Por fin se decidió, cuando yo, a mi vez, ya había decidido poner
tierra de por medio. Y cuando lo digo, me refiero al puro hecho de haber
considerado que lo vivido hasta entonces ya era suficiente. Sabía que
era inútil esperar algo nuevo, y que en mis circunstancias, yo sería
incapaz de cambiar. Hasta entonces, siempre había creído que la vida era
algo que viene determinado por situaciones y circunstancias en las que
uno no tiene prácticamente nada que decir, prisioneros por tanto de un
sino que se impone más allá del propio descontento. Como si, de alguna
manera, toda intervención para cambiar el rumbo de los acontecimientos
fuera en vano, marcados por un designio ajeno a nuestra propia voluntad.
Ella siempre supuso que yo era alguien llegado a su vida para
satisfacerla, o al menos darle el sentido del que creía carecer por sí
misma. Hasta el día que, por fin, decidí subirme al avión, supuso que yo
era un ángel cuya única misión era solucionar el destrozo de otros
amores, como si yo por mí mismo no fuera nadie más allá de ese cometido.

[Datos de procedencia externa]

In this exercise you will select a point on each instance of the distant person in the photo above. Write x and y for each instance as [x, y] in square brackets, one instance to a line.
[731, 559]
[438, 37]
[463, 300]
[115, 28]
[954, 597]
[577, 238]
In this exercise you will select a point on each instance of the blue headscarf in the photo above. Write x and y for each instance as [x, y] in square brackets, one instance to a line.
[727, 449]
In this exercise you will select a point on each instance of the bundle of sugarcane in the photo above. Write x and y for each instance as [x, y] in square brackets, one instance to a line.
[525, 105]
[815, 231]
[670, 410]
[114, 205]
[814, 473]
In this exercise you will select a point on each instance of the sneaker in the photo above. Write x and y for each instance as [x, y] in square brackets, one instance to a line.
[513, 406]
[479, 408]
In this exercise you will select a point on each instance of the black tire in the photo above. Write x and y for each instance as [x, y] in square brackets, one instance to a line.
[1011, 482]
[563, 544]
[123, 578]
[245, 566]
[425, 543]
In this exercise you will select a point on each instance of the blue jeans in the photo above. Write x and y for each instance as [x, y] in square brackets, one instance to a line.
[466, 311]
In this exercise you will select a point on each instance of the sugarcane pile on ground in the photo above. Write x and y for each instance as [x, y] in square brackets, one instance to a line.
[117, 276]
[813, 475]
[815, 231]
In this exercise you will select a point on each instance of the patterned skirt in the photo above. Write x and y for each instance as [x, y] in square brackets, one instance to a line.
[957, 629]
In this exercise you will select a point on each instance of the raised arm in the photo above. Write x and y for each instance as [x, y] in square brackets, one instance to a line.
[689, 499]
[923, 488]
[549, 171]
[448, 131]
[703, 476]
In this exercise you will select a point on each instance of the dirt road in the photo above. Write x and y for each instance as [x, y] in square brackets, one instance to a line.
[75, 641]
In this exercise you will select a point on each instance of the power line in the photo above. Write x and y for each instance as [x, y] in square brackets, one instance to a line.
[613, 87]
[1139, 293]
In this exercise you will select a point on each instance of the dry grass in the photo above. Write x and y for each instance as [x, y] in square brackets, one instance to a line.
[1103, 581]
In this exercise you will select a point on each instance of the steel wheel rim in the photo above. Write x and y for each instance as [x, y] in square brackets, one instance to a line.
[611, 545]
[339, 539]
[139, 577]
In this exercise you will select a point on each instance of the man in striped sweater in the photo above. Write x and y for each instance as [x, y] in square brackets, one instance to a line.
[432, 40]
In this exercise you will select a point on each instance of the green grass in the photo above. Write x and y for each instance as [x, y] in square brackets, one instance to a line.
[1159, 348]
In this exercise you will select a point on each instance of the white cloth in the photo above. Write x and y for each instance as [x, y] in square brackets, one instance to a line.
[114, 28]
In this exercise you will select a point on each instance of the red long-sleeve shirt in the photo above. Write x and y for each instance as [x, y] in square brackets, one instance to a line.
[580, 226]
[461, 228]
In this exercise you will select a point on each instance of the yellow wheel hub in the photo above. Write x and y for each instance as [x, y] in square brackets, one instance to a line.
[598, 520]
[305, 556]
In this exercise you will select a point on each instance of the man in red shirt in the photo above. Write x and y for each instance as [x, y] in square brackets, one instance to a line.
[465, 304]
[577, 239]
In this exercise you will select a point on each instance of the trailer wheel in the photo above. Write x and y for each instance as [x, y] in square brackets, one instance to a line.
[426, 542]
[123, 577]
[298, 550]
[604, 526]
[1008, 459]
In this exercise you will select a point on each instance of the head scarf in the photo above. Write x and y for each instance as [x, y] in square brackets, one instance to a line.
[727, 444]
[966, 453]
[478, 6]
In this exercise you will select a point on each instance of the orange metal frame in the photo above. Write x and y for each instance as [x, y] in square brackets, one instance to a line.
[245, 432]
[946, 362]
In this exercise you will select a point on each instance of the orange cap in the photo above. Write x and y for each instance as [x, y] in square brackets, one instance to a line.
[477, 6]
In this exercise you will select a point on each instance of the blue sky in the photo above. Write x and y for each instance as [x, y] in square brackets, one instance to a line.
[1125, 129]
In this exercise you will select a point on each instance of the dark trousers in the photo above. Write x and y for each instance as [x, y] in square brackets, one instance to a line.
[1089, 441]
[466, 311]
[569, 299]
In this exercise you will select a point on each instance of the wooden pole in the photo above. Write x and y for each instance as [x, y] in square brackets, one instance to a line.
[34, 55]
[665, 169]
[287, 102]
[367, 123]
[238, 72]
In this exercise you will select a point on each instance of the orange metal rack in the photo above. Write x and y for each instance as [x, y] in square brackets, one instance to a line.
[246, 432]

Por eso, ya una vez al otro lado del charco, su primera carta -en la
mía le había dado mi nueva dirección- me mostraba sobre todo su sorpresa
al saber que me había ido cuando tanto esperaba de mí. Sin embargo, al
final, poco antes de una despedida cariñosa, por primera vez me
preguntaba por mí y por mi vida, como si, por fin fuera consciente de
que yo era “alguien” fuera de ella misma y de sus intereses. Me
emocioné, es cierto, al leerla aquella tarde que salí a pasear cerca de
la playa al atardecer, y me metí en un bar de copas, a unos metros de
las olas que rompían plácidamente sobre la arena, cuya visión hizo que
por primera vez me invadiera una honda nostalgia de lo que había dejado
atrás.
Mi decisión era sin embargo firme, y a pesar de la
añoranza de Europa, sentía que allí, al otro lado del océano, podía
empezar algo nuevo, lejos de la amargura y la pesadumbre de un
continente que ya había dicho cuanto tenía que decir. Pensé, sin
embargo, en ella y en alguna medida en mi obcecación en no satisfacerla,
cuando con frecuencia había sentido ganas de rodearla con mis brazos y
estrecharla contra mí. Pero ahora, cuando sentía que la vuelta atrás ya
era imposible, era consciente de mi rechazo como una forma de venganza.
Quizás se trataba de no haber admitido que, después de todo, cada cual,
se aferra un papel que trata de realizar de una manera un tanto
inconsciente, que solo un hecho inesperado puede hacer que reconsidere,
como, a mi modo de ver, le había pasado a ella.
El mar poco a
poco fue cobrando el color púrpura que el sol de Poniente desde tierra
adentro iba trasladando a sus aguas, y cuando una joven mulata se sentó a
mi lado sin ni siquiera pedirme permiso, pero con una sonrisa que no
daba opción a la más pequeña de las dudas, supe que la felicidad no
consiste en una ardua tarea que uno ha de trabajarse día a día. Pensé en
Copacabana, en Pelé y en Jorge Amado, y supe de repente, que la vida
con frecuencia está donde menos se la espera.